Comment 23 maillist-gdb 2014-10-25 11:39:29 UTC
Created attachment 7847 [details]
updated testcase

updated testcase: less code, better makefile (libgcc dir is automatically found)
Comment 24 maillist-gdb 2014-10-25 11:51:15 UTC
(In reply to Nick Clifton from comment #21)
> I am sorry but this bug is just not reproducible with the FSF mainline
> binutils sources. :-( I can only conclude that the bug must be something to
> do with whatever patches CodeSourcery have applied to their toolchain.

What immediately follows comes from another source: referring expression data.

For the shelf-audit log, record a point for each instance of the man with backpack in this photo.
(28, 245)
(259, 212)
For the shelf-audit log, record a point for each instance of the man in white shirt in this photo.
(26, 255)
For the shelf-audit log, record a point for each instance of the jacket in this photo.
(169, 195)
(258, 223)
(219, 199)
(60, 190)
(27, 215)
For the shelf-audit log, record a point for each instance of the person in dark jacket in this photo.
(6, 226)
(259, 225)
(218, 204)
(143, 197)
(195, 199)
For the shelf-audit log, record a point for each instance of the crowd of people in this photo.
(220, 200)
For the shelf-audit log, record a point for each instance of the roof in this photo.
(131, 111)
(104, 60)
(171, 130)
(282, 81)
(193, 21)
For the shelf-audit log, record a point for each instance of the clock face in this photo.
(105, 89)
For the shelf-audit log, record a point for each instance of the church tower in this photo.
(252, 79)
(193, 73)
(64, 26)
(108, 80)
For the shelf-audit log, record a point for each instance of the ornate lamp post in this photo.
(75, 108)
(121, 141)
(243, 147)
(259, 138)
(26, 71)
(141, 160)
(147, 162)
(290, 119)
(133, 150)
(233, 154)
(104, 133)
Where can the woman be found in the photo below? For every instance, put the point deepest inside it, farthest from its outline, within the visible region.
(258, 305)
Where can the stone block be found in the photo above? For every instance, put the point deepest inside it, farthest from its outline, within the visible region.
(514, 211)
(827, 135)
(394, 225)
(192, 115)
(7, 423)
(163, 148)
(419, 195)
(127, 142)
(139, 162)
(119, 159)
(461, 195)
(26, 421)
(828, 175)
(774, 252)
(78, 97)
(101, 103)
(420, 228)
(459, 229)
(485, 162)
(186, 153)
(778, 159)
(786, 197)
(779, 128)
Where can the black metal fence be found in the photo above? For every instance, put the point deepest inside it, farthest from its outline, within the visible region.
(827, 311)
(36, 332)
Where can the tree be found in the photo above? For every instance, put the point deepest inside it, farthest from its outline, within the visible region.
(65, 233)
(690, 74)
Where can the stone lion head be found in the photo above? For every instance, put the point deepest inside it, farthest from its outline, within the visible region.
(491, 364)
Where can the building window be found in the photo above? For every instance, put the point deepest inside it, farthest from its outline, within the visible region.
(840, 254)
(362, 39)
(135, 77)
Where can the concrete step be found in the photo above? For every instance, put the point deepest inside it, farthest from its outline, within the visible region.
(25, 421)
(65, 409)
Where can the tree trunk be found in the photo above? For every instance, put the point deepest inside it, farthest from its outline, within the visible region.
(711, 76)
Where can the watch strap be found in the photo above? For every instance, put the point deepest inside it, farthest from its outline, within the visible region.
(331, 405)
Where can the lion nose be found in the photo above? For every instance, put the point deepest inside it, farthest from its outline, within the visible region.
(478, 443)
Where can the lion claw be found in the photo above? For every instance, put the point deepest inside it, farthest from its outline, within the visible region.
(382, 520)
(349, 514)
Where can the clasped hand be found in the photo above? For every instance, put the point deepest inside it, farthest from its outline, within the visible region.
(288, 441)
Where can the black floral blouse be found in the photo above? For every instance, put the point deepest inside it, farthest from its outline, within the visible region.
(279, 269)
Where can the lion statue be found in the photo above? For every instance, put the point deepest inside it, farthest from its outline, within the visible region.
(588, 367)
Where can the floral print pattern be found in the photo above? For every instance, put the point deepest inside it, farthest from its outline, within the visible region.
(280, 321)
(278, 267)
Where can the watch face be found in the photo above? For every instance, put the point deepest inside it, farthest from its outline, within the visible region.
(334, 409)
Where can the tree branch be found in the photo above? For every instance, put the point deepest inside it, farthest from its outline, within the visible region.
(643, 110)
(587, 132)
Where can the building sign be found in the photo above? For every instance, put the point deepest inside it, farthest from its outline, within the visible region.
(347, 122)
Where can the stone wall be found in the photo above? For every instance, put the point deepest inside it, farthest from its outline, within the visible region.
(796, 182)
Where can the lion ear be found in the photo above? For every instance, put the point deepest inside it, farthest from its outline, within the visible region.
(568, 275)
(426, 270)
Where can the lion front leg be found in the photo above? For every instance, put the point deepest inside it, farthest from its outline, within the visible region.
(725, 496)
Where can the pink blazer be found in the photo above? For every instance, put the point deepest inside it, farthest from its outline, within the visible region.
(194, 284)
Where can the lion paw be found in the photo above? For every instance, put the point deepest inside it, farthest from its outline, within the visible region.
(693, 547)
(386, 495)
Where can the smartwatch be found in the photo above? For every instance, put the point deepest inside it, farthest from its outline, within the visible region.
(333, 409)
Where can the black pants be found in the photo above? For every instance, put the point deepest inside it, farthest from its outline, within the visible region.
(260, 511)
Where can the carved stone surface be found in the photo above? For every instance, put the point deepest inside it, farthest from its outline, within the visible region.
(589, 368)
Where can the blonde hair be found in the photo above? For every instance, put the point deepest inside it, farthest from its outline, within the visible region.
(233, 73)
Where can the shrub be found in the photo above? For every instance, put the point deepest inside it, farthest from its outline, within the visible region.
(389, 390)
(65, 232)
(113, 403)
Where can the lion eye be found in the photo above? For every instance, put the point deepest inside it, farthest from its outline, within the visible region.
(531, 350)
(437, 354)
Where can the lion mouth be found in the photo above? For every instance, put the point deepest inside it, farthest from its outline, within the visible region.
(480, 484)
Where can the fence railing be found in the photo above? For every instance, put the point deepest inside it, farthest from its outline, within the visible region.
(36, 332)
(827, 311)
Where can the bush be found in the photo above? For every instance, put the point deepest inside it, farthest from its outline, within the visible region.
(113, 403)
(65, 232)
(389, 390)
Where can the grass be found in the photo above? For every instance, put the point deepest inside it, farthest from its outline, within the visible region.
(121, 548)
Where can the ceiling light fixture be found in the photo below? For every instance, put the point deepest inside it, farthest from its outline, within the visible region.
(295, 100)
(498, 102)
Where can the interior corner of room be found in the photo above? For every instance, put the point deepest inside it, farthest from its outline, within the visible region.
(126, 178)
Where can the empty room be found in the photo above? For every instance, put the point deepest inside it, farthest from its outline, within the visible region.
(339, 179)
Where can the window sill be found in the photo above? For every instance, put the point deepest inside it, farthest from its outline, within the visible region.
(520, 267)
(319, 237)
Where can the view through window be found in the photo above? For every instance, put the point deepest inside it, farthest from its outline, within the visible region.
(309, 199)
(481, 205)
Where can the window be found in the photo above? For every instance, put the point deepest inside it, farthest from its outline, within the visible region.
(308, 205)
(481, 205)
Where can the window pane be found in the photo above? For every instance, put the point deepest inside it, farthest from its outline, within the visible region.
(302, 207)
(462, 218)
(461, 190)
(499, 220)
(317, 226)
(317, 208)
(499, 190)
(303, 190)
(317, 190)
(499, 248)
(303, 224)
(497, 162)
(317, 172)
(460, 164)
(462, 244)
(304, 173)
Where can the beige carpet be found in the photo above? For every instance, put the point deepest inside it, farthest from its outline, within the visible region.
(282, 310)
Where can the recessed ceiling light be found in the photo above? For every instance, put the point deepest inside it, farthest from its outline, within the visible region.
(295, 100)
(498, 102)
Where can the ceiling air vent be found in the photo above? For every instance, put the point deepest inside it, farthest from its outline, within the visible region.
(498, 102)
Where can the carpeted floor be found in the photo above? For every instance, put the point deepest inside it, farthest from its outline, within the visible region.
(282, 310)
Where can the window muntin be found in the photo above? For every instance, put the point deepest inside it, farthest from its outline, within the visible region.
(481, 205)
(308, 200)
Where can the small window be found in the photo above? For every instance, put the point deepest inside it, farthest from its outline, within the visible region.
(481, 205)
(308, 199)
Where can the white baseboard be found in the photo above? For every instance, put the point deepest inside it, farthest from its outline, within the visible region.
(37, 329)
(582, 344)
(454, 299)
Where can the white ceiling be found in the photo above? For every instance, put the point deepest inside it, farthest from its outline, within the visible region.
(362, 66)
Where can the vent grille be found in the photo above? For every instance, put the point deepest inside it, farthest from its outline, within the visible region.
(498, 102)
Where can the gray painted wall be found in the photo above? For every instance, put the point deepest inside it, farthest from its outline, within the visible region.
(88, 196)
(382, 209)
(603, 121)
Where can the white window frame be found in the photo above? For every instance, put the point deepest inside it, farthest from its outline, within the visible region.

the bug happens with vanilla unpatched binutils 2.24, as well as with the codesourcery toolchain, so it's definitely not due to custom codesourcery patches

(In reply to maillist-gdb from comment #22)
> are you sure you're not using a hardfloat toolchain ? those seem to be
> immune to the bug. anything else i tested is affected.

i just tested with a musl-cross arm-eabihf toolchain, the bug exists there as well.
so it's interesting that it doesnt happen with the linaro hardfloat toolchain.
Comment 25 maillist-gdb 2014-10-25 16:43:10 UTC
according to tests done with latest binutils snapshot (2.24.90) the issue is now fixed. at least my testcase doesn't trigger the assert anymore.